The discipline and dedication of this orchestra can hardly be faulted. On both nights well before the concert began and again in the interval, the musicians were on stage practising and tuning. It is the mighty strings that form the power-house, especially apparent in this performance of Schubert’s Symphony no. 9 in C major. Traditionalists would certainly have approved: with no concessions to period influences and an absence of antiphonal violins, quadruple woodwind but just three horns and two trumpets, this was a juggernaut of a performance. The ear was constantly drawn to the impressive and unflagging power of the strings, grounded on nine double basses, and yet, despite the conductor’s Viennese connections, there was not that much warmth as such.

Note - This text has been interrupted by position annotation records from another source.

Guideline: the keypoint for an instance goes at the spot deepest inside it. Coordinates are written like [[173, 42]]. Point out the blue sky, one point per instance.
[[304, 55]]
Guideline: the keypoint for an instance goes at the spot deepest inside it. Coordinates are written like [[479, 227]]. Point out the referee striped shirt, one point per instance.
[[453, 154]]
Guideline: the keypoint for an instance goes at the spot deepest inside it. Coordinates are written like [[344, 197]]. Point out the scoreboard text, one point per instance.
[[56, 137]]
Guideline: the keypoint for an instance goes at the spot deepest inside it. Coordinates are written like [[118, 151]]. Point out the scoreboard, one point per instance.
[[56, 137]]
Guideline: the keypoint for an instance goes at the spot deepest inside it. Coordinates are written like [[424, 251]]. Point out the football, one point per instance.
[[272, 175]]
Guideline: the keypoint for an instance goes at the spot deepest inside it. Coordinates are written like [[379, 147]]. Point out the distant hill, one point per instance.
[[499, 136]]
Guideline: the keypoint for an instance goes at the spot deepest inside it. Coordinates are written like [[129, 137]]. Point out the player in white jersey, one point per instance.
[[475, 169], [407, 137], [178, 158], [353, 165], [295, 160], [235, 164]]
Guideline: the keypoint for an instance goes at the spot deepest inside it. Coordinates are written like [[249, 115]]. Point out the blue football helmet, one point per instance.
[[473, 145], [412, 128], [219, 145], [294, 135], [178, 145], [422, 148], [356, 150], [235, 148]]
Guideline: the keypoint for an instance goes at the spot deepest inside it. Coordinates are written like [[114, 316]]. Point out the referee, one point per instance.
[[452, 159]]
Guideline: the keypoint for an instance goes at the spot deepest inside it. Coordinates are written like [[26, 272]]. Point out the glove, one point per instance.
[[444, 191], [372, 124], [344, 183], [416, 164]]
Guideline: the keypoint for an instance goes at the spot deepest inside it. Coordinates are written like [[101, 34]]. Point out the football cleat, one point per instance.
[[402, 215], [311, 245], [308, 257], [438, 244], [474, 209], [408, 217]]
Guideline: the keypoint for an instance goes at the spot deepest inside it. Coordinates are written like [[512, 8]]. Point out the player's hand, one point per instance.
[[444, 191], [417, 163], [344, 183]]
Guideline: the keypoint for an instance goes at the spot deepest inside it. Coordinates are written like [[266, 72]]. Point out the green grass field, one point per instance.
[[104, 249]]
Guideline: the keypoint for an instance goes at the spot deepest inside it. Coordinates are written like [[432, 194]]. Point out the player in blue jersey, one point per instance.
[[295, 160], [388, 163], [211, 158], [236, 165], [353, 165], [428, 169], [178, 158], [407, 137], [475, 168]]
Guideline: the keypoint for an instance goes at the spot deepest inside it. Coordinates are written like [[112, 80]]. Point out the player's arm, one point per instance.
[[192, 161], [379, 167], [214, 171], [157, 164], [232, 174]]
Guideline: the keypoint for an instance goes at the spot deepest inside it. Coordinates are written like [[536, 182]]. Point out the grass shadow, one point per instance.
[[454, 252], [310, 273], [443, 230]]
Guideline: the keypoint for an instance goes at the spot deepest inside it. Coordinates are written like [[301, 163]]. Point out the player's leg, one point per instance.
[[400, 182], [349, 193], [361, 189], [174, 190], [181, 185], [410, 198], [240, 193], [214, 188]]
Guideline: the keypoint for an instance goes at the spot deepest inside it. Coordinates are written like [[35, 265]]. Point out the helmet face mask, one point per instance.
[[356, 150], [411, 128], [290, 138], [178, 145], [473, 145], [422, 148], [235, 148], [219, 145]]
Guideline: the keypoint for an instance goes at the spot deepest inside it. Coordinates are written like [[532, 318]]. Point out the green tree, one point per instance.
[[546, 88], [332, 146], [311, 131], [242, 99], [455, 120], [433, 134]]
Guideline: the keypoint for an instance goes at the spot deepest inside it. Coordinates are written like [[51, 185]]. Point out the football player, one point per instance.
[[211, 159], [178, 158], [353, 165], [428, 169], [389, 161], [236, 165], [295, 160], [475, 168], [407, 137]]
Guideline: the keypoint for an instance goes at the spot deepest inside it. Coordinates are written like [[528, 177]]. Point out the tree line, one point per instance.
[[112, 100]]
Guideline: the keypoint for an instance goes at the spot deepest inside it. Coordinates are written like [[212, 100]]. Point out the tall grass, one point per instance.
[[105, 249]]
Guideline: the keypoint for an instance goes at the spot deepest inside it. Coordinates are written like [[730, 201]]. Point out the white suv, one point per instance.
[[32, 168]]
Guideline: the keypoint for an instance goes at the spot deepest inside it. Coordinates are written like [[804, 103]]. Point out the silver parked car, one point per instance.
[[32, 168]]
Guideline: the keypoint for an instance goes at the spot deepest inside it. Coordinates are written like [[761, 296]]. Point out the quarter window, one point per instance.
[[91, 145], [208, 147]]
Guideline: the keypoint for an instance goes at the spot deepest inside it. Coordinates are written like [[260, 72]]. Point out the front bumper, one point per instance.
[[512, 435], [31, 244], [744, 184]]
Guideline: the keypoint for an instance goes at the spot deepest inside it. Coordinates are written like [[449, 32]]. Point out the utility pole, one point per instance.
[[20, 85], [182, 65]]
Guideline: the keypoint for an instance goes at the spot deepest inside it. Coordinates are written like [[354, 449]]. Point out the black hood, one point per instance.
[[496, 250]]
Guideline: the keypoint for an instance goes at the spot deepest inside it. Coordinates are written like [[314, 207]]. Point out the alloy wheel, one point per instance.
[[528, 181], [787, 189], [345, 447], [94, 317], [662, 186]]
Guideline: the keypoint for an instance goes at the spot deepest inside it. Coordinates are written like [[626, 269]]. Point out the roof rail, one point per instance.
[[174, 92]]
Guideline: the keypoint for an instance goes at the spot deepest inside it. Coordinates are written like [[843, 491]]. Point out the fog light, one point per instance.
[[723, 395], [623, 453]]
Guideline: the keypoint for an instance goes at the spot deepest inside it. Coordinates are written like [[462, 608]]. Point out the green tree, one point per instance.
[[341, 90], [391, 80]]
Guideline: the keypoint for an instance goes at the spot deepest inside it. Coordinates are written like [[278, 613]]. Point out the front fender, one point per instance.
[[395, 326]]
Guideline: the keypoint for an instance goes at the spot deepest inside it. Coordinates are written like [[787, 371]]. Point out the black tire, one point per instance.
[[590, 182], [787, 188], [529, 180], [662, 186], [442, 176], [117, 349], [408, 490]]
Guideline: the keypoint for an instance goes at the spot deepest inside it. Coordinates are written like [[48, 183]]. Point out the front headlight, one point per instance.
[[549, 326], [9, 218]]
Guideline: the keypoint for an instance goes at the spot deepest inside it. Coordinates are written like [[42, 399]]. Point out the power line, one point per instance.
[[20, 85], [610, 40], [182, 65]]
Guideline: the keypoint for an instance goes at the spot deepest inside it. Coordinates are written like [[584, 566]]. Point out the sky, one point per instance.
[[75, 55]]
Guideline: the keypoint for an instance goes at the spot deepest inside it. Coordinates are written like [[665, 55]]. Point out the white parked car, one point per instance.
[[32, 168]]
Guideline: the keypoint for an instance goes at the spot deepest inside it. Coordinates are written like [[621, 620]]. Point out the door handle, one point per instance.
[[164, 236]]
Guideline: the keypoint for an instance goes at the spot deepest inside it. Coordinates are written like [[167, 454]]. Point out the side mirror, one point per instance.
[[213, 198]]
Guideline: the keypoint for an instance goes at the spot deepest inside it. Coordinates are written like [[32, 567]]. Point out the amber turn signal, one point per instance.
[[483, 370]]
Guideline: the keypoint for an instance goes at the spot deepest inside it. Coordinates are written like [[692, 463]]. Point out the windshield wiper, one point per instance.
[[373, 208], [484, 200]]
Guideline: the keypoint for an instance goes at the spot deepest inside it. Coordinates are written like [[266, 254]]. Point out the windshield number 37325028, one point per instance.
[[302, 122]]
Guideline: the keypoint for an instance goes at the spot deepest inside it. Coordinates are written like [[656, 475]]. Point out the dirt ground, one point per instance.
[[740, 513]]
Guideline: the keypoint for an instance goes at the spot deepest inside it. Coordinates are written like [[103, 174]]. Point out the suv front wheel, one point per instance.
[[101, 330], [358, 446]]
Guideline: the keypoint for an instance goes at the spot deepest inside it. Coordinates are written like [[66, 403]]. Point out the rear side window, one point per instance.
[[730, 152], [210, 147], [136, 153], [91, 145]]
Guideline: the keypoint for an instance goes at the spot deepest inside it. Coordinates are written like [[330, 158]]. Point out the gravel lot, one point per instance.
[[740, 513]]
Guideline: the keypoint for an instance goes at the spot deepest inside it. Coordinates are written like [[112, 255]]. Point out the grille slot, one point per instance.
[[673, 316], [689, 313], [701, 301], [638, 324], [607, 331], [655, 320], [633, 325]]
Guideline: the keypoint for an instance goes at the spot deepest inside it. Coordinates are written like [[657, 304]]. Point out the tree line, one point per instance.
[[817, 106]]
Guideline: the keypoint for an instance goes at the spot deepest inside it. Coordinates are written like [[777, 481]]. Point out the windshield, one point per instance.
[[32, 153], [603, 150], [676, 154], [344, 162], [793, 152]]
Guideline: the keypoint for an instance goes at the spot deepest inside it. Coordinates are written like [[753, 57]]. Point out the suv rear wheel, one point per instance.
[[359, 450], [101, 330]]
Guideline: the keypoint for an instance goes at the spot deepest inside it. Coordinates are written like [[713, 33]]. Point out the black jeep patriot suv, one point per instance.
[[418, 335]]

The Cleveland Orchestra in the Elbphilharmonie
© Daniel Dittus

Welser-Möst clearly has no time for modern attempts to turn the entire opening movement into a two-in-a-bar piece. Thus there was a tempo distinction between the Andante of the introduction and the subsequent body of the Allegro ma non troppo, and Welser-Möst drove quite forcefully into that movement’s coda, the strings with him all the way. With an exposition repeat and all the repeats in the Scherzo and Trio, this began to feel like a very long performance, Schumann’s reference to the “heavenly lengths” appearing slightly mocking. 

Welser-Möst’s handling of the score was not without incidental detail. In the first movement, he allowed the growlingly ominous trombones to add sombre colour with their rising scales, but also indulged in an element of quirkiness in the Scherzo. When the woodwind answered the initial string figuration, they were made to exaggerate the end of each phrase so that instead of a sense of real dialogue it became a matter of point-making. 

Spaciousness in Schubert is fine, but I missed rather more air around the textures. You can have a perfect blend in the woodwind sound, like melted chocolate dripping gently from a spoon, and the most evenly voiced of horn solos, but without much textural variety the overall effect ultimately becomes stultifying. This is unquestionably a staggeringly gifted ensemble, but I couldn’t quite dispel the feeling that in the conductor’s search for precision and perfection, the soul had somehow been driven out.